Nike Inc expects its revenue to rise more than 40 percent to $27 billion by 2015, helped by new stores and demand for its namesake brand and smaller brands like Converse, the athletic giant said on Wednesday.

We're going to continue to build, fuel and accelerate the Nike portfolio, said Chief Executive Mark Parker, addressing a crowd during an investor day held in New York.

Tremendous opportunity still exists to grow the Nike brand organically, and the company will continue to launch game-changing innovations, Parker said.

Some $23 billion of that overall $27 billion revenue target will come from the Nike brand itself, executives said.

The world's largest athletic shoe and clothing maker is stressing growth in emerging markets and through its younger non-Nike brands as it faces largely mature markets in the United States, Europe and Japan.

Company executives listed different businesses that would double in size within five years, from Nike's China business to its owned stores and online unit to popular brands like Converse and Hurley, currently worth $2 billion and $200 million, respectively.

The company, whose signature swoosh logo is recognized around the world, derives most of its profit from Nike-branded gear, but its smaller brands are among the fastest-growing, in part because they extend the reach of the athletic company.

Think of Converse as an inspired-by-basketball brand. It drifts into other areas -- into music, into rock and roll ... where Nike wouldn't go, said Eunan McLaughlin, president of Nike's affiliates unit.

Converse is only owned and managed by Nike in the United States and Canada, leaving room for Nike to expand earnings and revenue as it takes control in China and the U.K., he said.

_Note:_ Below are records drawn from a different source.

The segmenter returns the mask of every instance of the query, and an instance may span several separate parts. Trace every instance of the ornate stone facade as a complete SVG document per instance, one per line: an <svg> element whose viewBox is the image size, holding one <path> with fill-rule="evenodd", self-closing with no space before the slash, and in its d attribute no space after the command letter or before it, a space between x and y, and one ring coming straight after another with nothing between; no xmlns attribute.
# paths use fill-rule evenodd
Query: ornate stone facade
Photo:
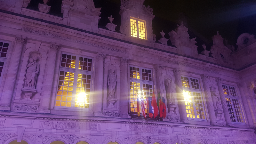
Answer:
<svg viewBox="0 0 256 144"><path fill-rule="evenodd" d="M235 52L218 32L198 54L182 22L156 42L144 0L121 1L122 34L111 17L109 30L98 27L93 0L62 0L63 18L1 1L0 143L256 144L254 35ZM130 36L130 18L146 39ZM148 105L153 92L166 116L138 116L137 94Z"/></svg>

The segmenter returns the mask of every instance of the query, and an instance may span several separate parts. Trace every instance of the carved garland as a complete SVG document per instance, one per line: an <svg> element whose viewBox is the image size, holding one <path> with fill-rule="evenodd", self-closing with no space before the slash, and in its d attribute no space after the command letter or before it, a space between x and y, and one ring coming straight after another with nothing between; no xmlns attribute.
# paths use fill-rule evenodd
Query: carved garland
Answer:
<svg viewBox="0 0 256 144"><path fill-rule="evenodd" d="M192 68L194 68L199 70L202 70L203 71L205 71L207 72L209 72L211 73L214 73L215 74L218 74L218 72L215 70L213 70L212 69L208 69L205 68L201 67L197 67L196 66L192 65L190 64L183 63L181 62L174 61L172 60L168 59L165 59L164 58L159 57L158 58L158 60L164 61L164 62L168 62L168 63L172 63L178 65L181 65L182 66L188 67Z"/></svg>
<svg viewBox="0 0 256 144"><path fill-rule="evenodd" d="M94 47L100 48L106 50L110 50L110 51L113 51L115 52L117 52L124 53L126 53L126 51L125 50L121 50L113 47L109 47L107 46L102 46L100 44L90 43L89 42L86 42L80 39L75 39L75 38L72 38L70 37L62 36L57 34L51 32L48 32L46 31L35 29L33 28L28 28L26 27L25 27L23 28L22 31L26 32L28 32L37 35L41 35L42 36L46 36L53 38L56 38L59 39L71 41L78 44L86 44L91 46L94 46Z"/></svg>

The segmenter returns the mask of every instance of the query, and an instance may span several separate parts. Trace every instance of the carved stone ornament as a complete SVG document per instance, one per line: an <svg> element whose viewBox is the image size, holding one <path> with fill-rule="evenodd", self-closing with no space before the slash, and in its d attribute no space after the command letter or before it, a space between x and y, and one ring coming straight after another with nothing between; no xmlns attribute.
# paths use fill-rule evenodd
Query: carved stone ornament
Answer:
<svg viewBox="0 0 256 144"><path fill-rule="evenodd" d="M97 58L99 60L104 60L104 58L105 57L106 54L103 53L97 53L98 55L97 57Z"/></svg>
<svg viewBox="0 0 256 144"><path fill-rule="evenodd" d="M57 52L59 50L59 48L60 47L60 44L57 44L56 43L52 42L49 45L50 48L51 49L51 51L56 51Z"/></svg>
<svg viewBox="0 0 256 144"><path fill-rule="evenodd" d="M39 64L37 60L42 57L42 54L37 51L30 52L29 61L27 65L25 77L24 88L35 89L37 76L39 73Z"/></svg>
<svg viewBox="0 0 256 144"><path fill-rule="evenodd" d="M167 99L167 107L169 105L173 105L175 104L174 96L173 92L174 92L174 86L172 84L172 81L171 76L166 76L166 78L164 79L164 86L165 87L165 92L166 92L166 97ZM170 113L170 110L168 108L168 112Z"/></svg>
<svg viewBox="0 0 256 144"><path fill-rule="evenodd" d="M220 126L226 126L226 122L224 121L216 121L216 123Z"/></svg>
<svg viewBox="0 0 256 144"><path fill-rule="evenodd" d="M104 112L104 114L108 116L118 117L120 113L117 111L106 111Z"/></svg>
<svg viewBox="0 0 256 144"><path fill-rule="evenodd" d="M121 64L123 65L125 64L127 64L129 61L129 59L125 57L121 58Z"/></svg>
<svg viewBox="0 0 256 144"><path fill-rule="evenodd" d="M188 67L192 68L202 70L203 71L209 72L215 74L218 74L218 72L215 70L211 69L208 69L205 67L198 67L194 65L192 65L188 63L184 63L180 61L175 61L170 60L169 59L165 58L162 57L158 57L158 60L159 61L164 61L168 63L175 64L177 65L181 65L185 67Z"/></svg>
<svg viewBox="0 0 256 144"><path fill-rule="evenodd" d="M27 40L26 37L22 37L22 36L16 36L15 38L15 41L16 41L16 44L19 43L22 44L24 44L26 43Z"/></svg>
<svg viewBox="0 0 256 144"><path fill-rule="evenodd" d="M64 36L61 36L59 34L58 34L57 33L53 33L50 31L38 30L37 29L35 29L33 28L28 28L26 27L23 27L23 28L22 29L22 31L26 32L28 32L37 35L48 36L50 37L51 37L52 38L56 38L59 39L64 40L69 42L74 42L81 44L86 44L96 47L100 48L102 49L109 50L110 51L112 51L115 52L117 52L124 53L126 53L126 51L125 50L118 49L117 48L113 47L109 47L105 46L102 46L100 44L90 43L89 42L88 42L79 39L75 39L74 38L67 37ZM87 37L90 37L95 39L97 39L98 40L103 40L101 39L98 39L95 37L92 37L91 36L89 36L84 35L83 36Z"/></svg>
<svg viewBox="0 0 256 144"><path fill-rule="evenodd" d="M176 117L172 116L167 116L167 119L169 120L170 122L180 122L180 117Z"/></svg>
<svg viewBox="0 0 256 144"><path fill-rule="evenodd" d="M38 107L27 104L15 104L13 106L13 109L21 111L35 112L37 110Z"/></svg>

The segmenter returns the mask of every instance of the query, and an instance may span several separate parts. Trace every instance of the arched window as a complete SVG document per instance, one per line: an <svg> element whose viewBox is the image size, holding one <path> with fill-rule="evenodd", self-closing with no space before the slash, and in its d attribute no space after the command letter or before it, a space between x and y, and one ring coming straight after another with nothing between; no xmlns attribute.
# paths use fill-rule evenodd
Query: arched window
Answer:
<svg viewBox="0 0 256 144"><path fill-rule="evenodd" d="M110 141L110 142L108 143L108 144L118 144L118 143L116 142L112 142Z"/></svg>
<svg viewBox="0 0 256 144"><path fill-rule="evenodd" d="M28 143L24 140L21 140L21 142L18 142L17 140L13 141L10 143L9 144L28 144Z"/></svg>
<svg viewBox="0 0 256 144"><path fill-rule="evenodd" d="M56 140L51 142L50 144L65 144L65 143L64 143L61 141Z"/></svg>
<svg viewBox="0 0 256 144"><path fill-rule="evenodd" d="M84 141L81 141L76 143L76 144L88 144L88 143Z"/></svg>
<svg viewBox="0 0 256 144"><path fill-rule="evenodd" d="M144 143L139 141L139 142L136 142L136 144L144 144Z"/></svg>

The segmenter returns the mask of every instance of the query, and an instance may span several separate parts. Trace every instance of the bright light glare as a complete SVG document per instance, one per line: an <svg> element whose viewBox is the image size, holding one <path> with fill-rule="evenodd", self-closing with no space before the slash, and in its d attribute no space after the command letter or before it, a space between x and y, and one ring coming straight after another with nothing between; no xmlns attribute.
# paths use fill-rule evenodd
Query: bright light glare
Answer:
<svg viewBox="0 0 256 144"><path fill-rule="evenodd" d="M191 97L188 94L188 92L183 92L183 95L184 96L184 100L185 100L185 101L188 101L188 102L192 102L191 99Z"/></svg>
<svg viewBox="0 0 256 144"><path fill-rule="evenodd" d="M87 94L85 92L81 92L76 95L77 103L77 104L80 106L83 106L85 105L87 105L88 102L87 101L87 97L86 95Z"/></svg>

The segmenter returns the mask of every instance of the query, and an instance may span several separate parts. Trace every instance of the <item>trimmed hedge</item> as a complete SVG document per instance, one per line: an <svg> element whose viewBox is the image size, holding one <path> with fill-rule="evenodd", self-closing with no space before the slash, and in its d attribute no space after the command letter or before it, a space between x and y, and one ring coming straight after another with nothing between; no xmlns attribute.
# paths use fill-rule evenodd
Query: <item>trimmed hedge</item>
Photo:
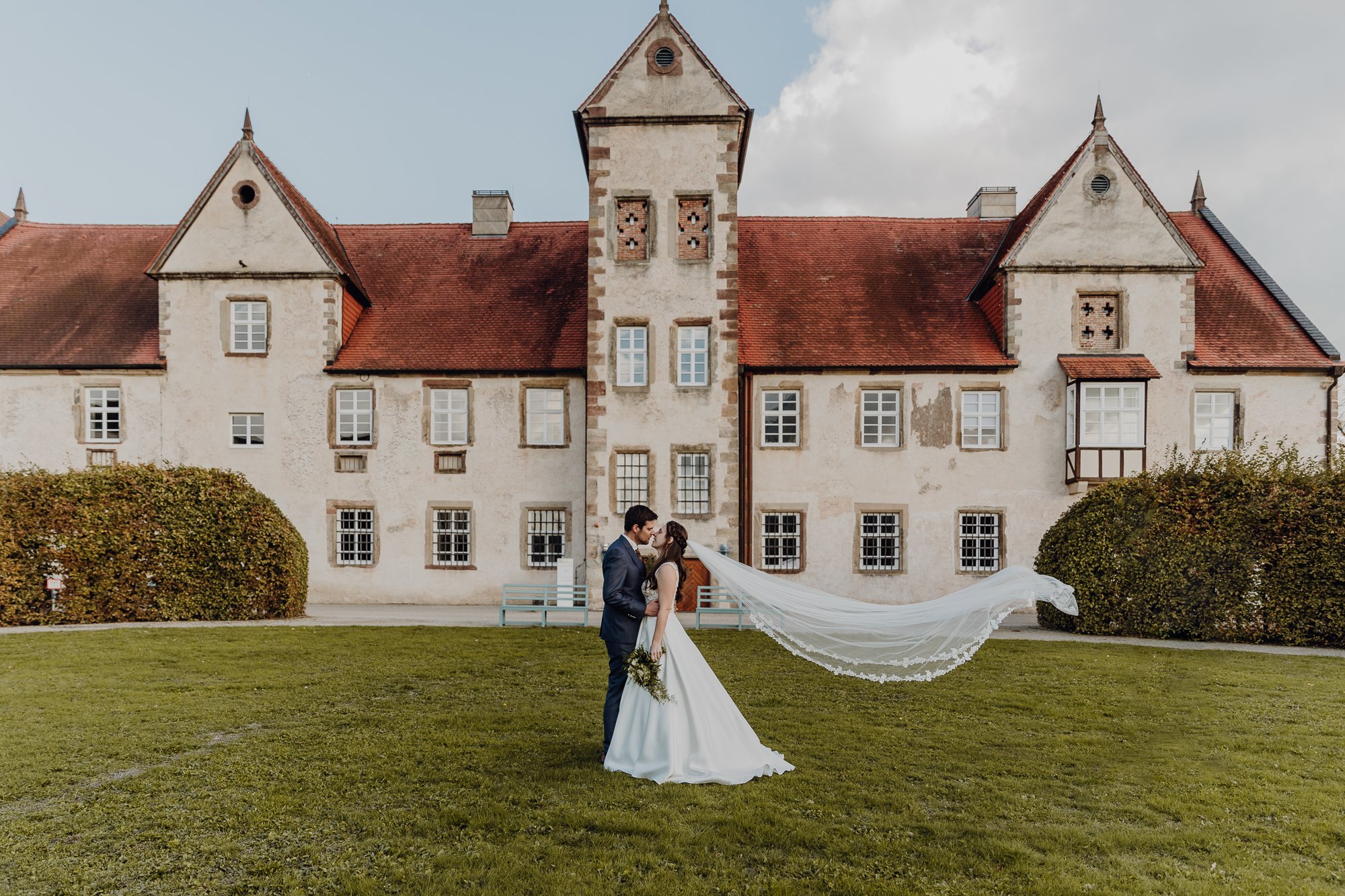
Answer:
<svg viewBox="0 0 1345 896"><path fill-rule="evenodd" d="M1295 448L1169 456L1092 488L1041 539L1088 635L1345 646L1345 467Z"/></svg>
<svg viewBox="0 0 1345 896"><path fill-rule="evenodd" d="M292 618L307 599L303 537L239 474L0 472L0 626Z"/></svg>

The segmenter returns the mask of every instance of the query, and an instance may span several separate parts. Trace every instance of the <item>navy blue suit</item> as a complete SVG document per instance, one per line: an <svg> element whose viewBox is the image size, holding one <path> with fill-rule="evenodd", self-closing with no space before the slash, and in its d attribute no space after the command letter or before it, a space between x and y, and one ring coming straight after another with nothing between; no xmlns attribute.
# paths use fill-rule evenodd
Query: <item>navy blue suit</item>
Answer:
<svg viewBox="0 0 1345 896"><path fill-rule="evenodd" d="M612 745L616 713L625 690L625 655L635 650L644 619L644 561L621 535L603 554L603 627L607 642L607 702L603 704L603 752Z"/></svg>

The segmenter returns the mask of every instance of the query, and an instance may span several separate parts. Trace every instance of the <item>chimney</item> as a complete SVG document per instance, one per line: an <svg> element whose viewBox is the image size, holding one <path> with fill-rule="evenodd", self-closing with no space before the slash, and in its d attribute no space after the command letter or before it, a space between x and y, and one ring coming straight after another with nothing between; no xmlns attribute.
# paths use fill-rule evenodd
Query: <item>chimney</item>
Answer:
<svg viewBox="0 0 1345 896"><path fill-rule="evenodd" d="M967 203L968 218L1013 218L1018 214L1018 190L982 187Z"/></svg>
<svg viewBox="0 0 1345 896"><path fill-rule="evenodd" d="M507 237L514 223L514 200L508 190L472 191L472 235Z"/></svg>

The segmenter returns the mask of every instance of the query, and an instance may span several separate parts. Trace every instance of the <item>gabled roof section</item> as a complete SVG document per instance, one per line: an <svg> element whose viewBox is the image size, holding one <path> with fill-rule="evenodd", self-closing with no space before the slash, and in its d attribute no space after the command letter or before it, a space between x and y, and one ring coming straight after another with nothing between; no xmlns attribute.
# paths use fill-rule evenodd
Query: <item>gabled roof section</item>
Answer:
<svg viewBox="0 0 1345 896"><path fill-rule="evenodd" d="M160 272L174 249L176 249L187 230L191 229L191 225L200 215L202 209L206 207L206 203L215 194L215 190L219 188L219 184L223 182L229 171L234 167L234 163L245 155L249 156L262 172L262 176L268 180L280 196L281 202L285 204L285 209L295 218L295 223L299 225L299 227L304 231L304 235L313 245L313 249L317 250L323 262L327 264L334 274L344 277L347 283L354 287L355 293L360 297L360 300L367 304L369 295L359 283L355 268L351 265L336 230L317 213L312 203L308 202L301 192L299 192L295 184L291 183L289 178L286 178L280 168L276 167L276 164L261 151L261 148L249 139L239 140L234 144L233 149L229 151L229 155L225 156L219 168L217 168L215 174L210 178L206 188L200 191L199 196L196 196L196 202L194 202L191 209L187 210L187 214L178 223L178 227L163 245L159 254L155 256L155 260L149 264L145 273L153 277Z"/></svg>

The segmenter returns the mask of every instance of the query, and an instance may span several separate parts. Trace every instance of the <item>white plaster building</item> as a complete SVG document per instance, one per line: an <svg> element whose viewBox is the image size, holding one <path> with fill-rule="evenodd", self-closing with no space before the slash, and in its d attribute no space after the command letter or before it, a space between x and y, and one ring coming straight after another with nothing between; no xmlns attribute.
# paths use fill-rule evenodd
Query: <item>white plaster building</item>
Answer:
<svg viewBox="0 0 1345 896"><path fill-rule="evenodd" d="M316 601L492 603L624 507L837 593L1006 564L1092 482L1333 448L1334 347L1106 125L1017 210L738 217L752 110L666 5L574 113L586 221L332 226L243 137L176 226L0 223L0 464L239 470ZM577 172L576 172L577 176Z"/></svg>

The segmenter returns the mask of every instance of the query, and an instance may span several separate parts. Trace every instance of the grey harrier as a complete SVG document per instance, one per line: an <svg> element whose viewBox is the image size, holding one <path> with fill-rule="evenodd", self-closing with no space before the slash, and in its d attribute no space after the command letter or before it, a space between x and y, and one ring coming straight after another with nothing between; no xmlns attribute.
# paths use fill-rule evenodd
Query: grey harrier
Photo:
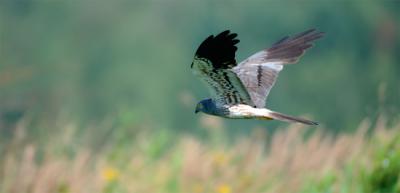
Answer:
<svg viewBox="0 0 400 193"><path fill-rule="evenodd" d="M235 60L237 34L226 30L215 37L209 36L197 49L191 68L208 85L212 98L200 101L195 112L317 125L314 121L269 110L265 108L265 101L283 66L296 63L323 34L311 29L286 36L239 64Z"/></svg>

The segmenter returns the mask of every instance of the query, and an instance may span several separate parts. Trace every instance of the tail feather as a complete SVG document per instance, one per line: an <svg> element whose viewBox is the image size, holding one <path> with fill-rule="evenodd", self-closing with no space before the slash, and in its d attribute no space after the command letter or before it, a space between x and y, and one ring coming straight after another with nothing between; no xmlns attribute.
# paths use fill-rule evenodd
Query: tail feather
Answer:
<svg viewBox="0 0 400 193"><path fill-rule="evenodd" d="M310 120L307 120L307 119L304 119L304 118L299 118L299 117L292 117L292 116L285 115L285 114L278 113L278 112L274 112L274 111L269 112L267 116L272 118L272 119L285 121L285 122L303 123L303 124L306 124L306 125L318 125L318 123L314 122L314 121L310 121Z"/></svg>

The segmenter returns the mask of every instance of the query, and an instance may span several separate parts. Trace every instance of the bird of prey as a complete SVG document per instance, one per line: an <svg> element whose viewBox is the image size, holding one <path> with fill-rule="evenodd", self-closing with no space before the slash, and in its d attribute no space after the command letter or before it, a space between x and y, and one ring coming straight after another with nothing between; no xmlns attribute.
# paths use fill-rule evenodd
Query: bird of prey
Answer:
<svg viewBox="0 0 400 193"><path fill-rule="evenodd" d="M212 97L200 101L195 113L233 119L260 119L318 123L265 108L266 98L279 72L286 64L296 63L323 32L310 29L286 36L270 48L261 50L239 64L235 52L237 34L229 30L209 36L198 47L191 69L208 85Z"/></svg>

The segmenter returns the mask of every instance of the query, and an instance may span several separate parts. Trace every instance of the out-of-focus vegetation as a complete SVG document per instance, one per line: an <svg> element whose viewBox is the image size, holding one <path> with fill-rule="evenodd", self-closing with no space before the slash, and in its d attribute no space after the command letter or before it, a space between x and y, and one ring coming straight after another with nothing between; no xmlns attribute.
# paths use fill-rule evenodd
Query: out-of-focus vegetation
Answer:
<svg viewBox="0 0 400 193"><path fill-rule="evenodd" d="M191 130L209 96L189 69L197 46L231 29L238 60L283 36L326 32L288 66L268 106L351 130L400 111L400 5L396 1L48 1L0 3L0 108L83 123ZM232 131L277 123L227 121ZM280 125L280 124L279 124Z"/></svg>
<svg viewBox="0 0 400 193"><path fill-rule="evenodd" d="M268 140L263 129L229 140L229 130L215 128L208 142L165 130L130 141L113 133L96 149L88 145L101 138L94 129L77 141L78 128L65 124L43 143L20 122L2 150L0 193L397 193L400 125L386 124L364 120L336 137L293 125Z"/></svg>
<svg viewBox="0 0 400 193"><path fill-rule="evenodd" d="M396 1L0 1L0 193L398 193L399 23ZM240 61L309 28L267 106L320 126L194 115L204 38L238 33Z"/></svg>

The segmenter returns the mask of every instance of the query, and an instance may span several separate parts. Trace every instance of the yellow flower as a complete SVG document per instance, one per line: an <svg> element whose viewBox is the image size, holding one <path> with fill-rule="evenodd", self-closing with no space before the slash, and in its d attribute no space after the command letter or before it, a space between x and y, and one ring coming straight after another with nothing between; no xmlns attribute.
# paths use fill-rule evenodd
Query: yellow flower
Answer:
<svg viewBox="0 0 400 193"><path fill-rule="evenodd" d="M231 187L226 184L219 185L217 187L217 192L218 193L231 193Z"/></svg>
<svg viewBox="0 0 400 193"><path fill-rule="evenodd" d="M115 168L107 167L103 169L101 176L105 181L110 182L118 178L119 172Z"/></svg>

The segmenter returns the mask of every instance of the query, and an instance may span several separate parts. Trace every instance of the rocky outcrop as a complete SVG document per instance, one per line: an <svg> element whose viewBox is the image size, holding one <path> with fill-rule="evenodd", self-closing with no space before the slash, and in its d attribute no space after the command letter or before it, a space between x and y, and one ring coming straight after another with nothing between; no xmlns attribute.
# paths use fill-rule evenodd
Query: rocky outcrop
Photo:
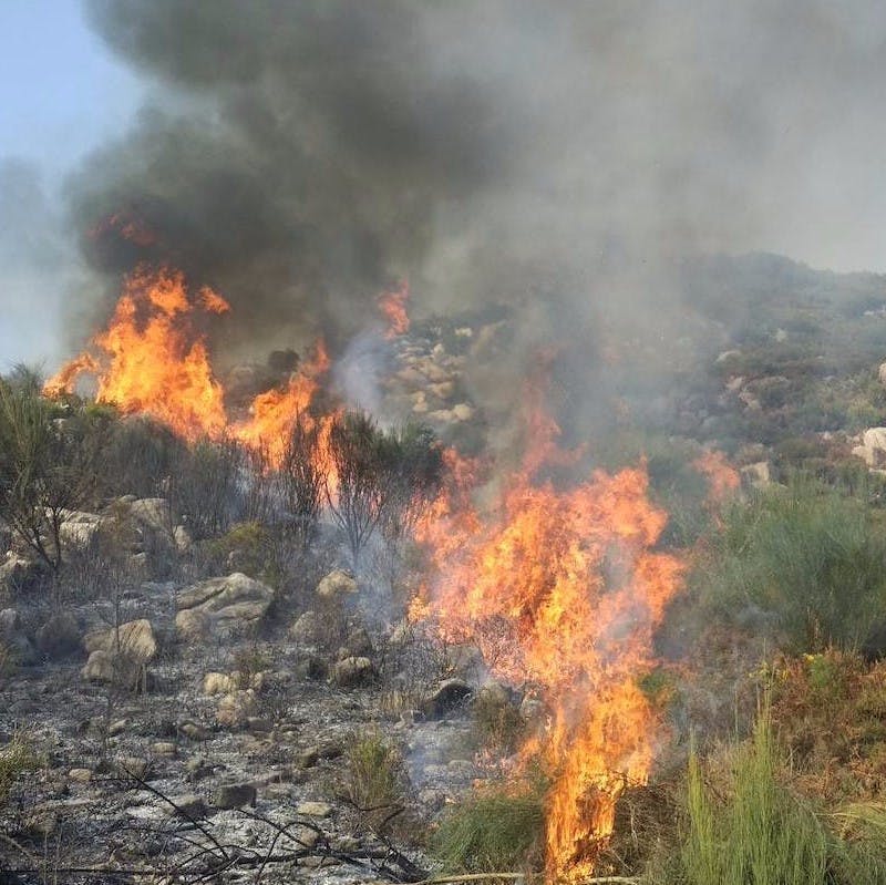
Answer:
<svg viewBox="0 0 886 885"><path fill-rule="evenodd" d="M330 572L318 585L317 596L326 601L339 601L357 593L357 580L342 568Z"/></svg>
<svg viewBox="0 0 886 885"><path fill-rule="evenodd" d="M257 627L272 600L270 587L235 572L182 590L175 627L186 641L230 636Z"/></svg>
<svg viewBox="0 0 886 885"><path fill-rule="evenodd" d="M143 680L146 666L157 654L154 630L145 618L86 634L83 647L90 656L81 671L84 679L130 688Z"/></svg>

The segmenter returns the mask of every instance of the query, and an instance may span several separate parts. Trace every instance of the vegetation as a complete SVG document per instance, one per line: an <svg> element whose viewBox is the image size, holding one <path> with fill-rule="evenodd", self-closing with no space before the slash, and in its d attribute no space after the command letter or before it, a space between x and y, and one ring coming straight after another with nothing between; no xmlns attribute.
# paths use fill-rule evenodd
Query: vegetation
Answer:
<svg viewBox="0 0 886 885"><path fill-rule="evenodd" d="M60 411L35 374L0 379L0 518L55 573L64 514L90 500L105 439L101 412Z"/></svg>
<svg viewBox="0 0 886 885"><path fill-rule="evenodd" d="M693 580L715 616L754 609L795 651L857 648L886 614L885 560L864 501L799 480L728 507Z"/></svg>
<svg viewBox="0 0 886 885"><path fill-rule="evenodd" d="M0 809L16 779L27 771L38 769L40 764L40 757L21 732L16 732L6 747L0 747Z"/></svg>
<svg viewBox="0 0 886 885"><path fill-rule="evenodd" d="M544 821L540 780L478 788L443 817L432 848L452 871L530 869L538 866Z"/></svg>
<svg viewBox="0 0 886 885"><path fill-rule="evenodd" d="M354 737L347 750L344 794L373 832L403 812L408 781L400 751L374 730Z"/></svg>

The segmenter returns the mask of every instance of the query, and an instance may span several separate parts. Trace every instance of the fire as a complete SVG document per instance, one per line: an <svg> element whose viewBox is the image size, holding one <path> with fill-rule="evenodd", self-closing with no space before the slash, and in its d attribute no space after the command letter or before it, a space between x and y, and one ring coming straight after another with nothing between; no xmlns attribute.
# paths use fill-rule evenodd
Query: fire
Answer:
<svg viewBox="0 0 886 885"><path fill-rule="evenodd" d="M177 270L140 267L126 278L107 328L93 339L97 354L75 357L47 382L44 393L71 393L81 374L95 374L96 401L148 414L192 442L231 436L261 449L277 466L297 416L313 421L309 407L329 357L319 343L315 358L284 388L260 393L249 416L231 422L196 322L229 311L228 302L209 287L192 297Z"/></svg>
<svg viewBox="0 0 886 885"><path fill-rule="evenodd" d="M235 423L231 432L236 439L251 449L261 449L274 466L282 463L286 454L287 439L296 420L305 422L310 431L316 425L309 408L318 390L318 378L329 370L329 354L322 342L318 342L313 358L292 374L288 384L281 390L268 390L259 393L249 407L249 418ZM326 414L319 419L318 456L324 457L327 441L334 414ZM331 475L331 465L323 471Z"/></svg>
<svg viewBox="0 0 886 885"><path fill-rule="evenodd" d="M447 498L422 526L437 578L415 613L475 641L499 678L540 690L552 721L524 757L540 755L554 779L548 875L571 878L593 871L625 785L649 776L658 723L637 679L655 663L682 565L655 550L667 515L643 469L562 491L536 480L535 453L526 463L494 513Z"/></svg>
<svg viewBox="0 0 886 885"><path fill-rule="evenodd" d="M214 309L226 305L205 291ZM193 327L206 301L192 301L177 270L136 269L124 284L107 329L94 338L101 358L80 354L50 379L47 392L70 392L80 373L101 367L99 402L148 414L187 440L220 435L227 424L224 391L213 377L204 338Z"/></svg>
<svg viewBox="0 0 886 885"><path fill-rule="evenodd" d="M384 337L390 341L409 331L409 282L403 280L395 289L379 296L379 310L388 320Z"/></svg>

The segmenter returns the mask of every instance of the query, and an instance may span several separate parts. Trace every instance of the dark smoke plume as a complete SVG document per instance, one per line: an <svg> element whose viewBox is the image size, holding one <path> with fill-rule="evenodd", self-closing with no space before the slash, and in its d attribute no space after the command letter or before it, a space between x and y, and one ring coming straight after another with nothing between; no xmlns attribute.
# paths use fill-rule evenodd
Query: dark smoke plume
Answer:
<svg viewBox="0 0 886 885"><path fill-rule="evenodd" d="M215 286L231 350L334 347L405 276L419 311L509 302L518 349L577 339L593 369L601 322L679 323L681 256L826 243L839 212L805 195L851 200L886 128L875 3L86 9L154 97L70 183L85 255L107 297L141 258Z"/></svg>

Shares of Nike are up 41 percent since January 2009, but fell 2.8 percent on Wednesday.

Susquehanna Financial analyst Christopher Svezia said there was a lot of hype before the meeting, as many investors hoped for news regarding Nike's retail strategy.

People like what they're saying but I don't know if anybody's getting their socks knocked off, Svezia said. It's not a revolution, it's an evolution. He said investors may also have concerns about the costs of Nike's planned growth.


Beaverton, Oregon-based Nike posted overall revenue of $19.2 billion in its full fiscal year ended May 31, 2009.

Parker reiterated the company's long-term growth targets, which call for high-single-digit revenue growth and earnings per share growth in the mid-teens on a percentage basis.

Nike Brand President Charlie Denson said the growth of the middle class around the world would guide the brand to new audiences. Over 70 percent of the company's future growth would come from outside North America, executives said, from 60 percent today.

Nike's China business -- its second-biggest market -- will double within five years, the company said.

Nike sells mainly through wholesale channels, but also operates its own fleet of stores, including 472 factory stores in 33 countries.

In an interview on the meeting's sidelines, CEO Parker said Nike's store expansion would focus on smaller stores instead of the very large Niketown stores it opened in the past.

I don't think you'll see more of the ... mega footprints that we have today as much as smaller footprints that we can showcase the best of the category product, Parker said.

In addition to stores that focus on a particular brand like Nike or Converse, Jeanne Jackson, head of Nike's direct-to-consumer business, said there would be more smaller stores focusing on a single category, like soccer or running.

The company expects to add between 250 and 300 owned Nike stores across the globe within five years. It is planning a related $500 million to $600 million in capital spending over that same period.

It expects the direct-to-consumer businesses -- which includes its owned stores and online business -- to double by 2015. It was about $2.4 billion in fiscal 2009.

Parker said the company's cumulative free cash flow from operations should hit $12 billion by 2015. Nike will continue to grow its dividend and will spend $5 billion in share buybacks over the next five years, he said.

Nike shares closed at $75.21 on the New York Stock Exchange, down $2.14.